Thermally stable SiO2@TiO2 core@shell nanoparticles for application in photocatalytic self-cleaning ceramic tiles

Photocatalyst-coated self-cleaning ceramic tiles are in high demand for indoor and outdoor applications aimed at keeping a clean environment. Their industrial processing, however, often requires firing at temperature (1000-1200 degrees C) much higher than the thermal stability limits of common photocatalysts (<1000 degrees C) which results a significant loss in self-cleaning activity of the tiles. To address this issue, we have coated commercial ceramic tiles with thermally stable core@shell SiO2@TiO2 particles, which even after single-fire industrial treatment (1000-1140 degrees C), exhibit excellent self-cleaning activity, much higher than that of control tiles prepared with commercial benchmark P25 TiO2 photocatalyst. Importantly, the photocatalytic activity of SiO2@TiO2 particles, in both powder form and as coatings on ceramic tiles, enhanced with the increase in calcination temperature (to as high as 1000-1140 degrees C) which is in sharp contrast to the normal photocatalytic behavior of unsupported TiO2. This article explores in details the exceptionally high and industrially relevant thermal stability of silica-supported anatase nanocrystals (5 nm) (SiO2@TiO2) against phase transition and crystallite growth and brings new insight into the effect of core@shell configuration on the thermal stability and photoactivity of SiO2@TiO2 particles. A comprehensive discussion on the relationship between core@shell structure, thermal stability and photoactivity is presented.
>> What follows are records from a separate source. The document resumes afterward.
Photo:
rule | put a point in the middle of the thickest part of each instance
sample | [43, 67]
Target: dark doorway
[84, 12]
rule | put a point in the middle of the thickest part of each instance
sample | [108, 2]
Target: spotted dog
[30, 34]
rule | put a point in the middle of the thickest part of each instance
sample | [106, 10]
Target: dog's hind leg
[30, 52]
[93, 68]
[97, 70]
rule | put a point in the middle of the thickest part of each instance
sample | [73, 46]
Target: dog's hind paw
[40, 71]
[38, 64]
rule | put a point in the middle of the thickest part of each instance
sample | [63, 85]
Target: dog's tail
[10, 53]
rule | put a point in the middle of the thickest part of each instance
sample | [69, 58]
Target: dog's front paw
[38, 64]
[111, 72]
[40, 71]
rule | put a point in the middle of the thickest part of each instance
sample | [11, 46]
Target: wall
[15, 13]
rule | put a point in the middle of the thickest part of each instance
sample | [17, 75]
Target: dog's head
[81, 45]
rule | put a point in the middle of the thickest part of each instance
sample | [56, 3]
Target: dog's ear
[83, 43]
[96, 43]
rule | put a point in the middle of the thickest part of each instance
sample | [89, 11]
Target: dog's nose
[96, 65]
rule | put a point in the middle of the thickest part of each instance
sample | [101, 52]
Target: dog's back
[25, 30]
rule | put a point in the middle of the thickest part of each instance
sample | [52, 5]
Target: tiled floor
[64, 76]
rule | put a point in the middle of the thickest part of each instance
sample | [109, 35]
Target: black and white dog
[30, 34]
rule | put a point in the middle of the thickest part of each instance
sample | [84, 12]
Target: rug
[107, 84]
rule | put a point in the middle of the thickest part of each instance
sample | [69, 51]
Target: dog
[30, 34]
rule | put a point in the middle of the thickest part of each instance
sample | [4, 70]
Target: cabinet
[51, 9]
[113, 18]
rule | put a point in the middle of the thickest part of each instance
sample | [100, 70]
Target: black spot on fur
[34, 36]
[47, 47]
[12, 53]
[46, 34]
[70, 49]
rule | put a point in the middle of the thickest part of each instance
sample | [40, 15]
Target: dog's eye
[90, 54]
These SiO2@TiO2 particles with ideal physicochemical characteristics (small phase-pure anatase nanocrystals with higher resistance towards crystallite growth, phase transformation or surface-area loss upon calcination) are ideal photocatalytic materials for efficient photodegradation of organic pollutants for effective environmental remediation and other applications that involve high-temperature processing such as self-cleaning coatings and photocatalytic ceramics. (AU)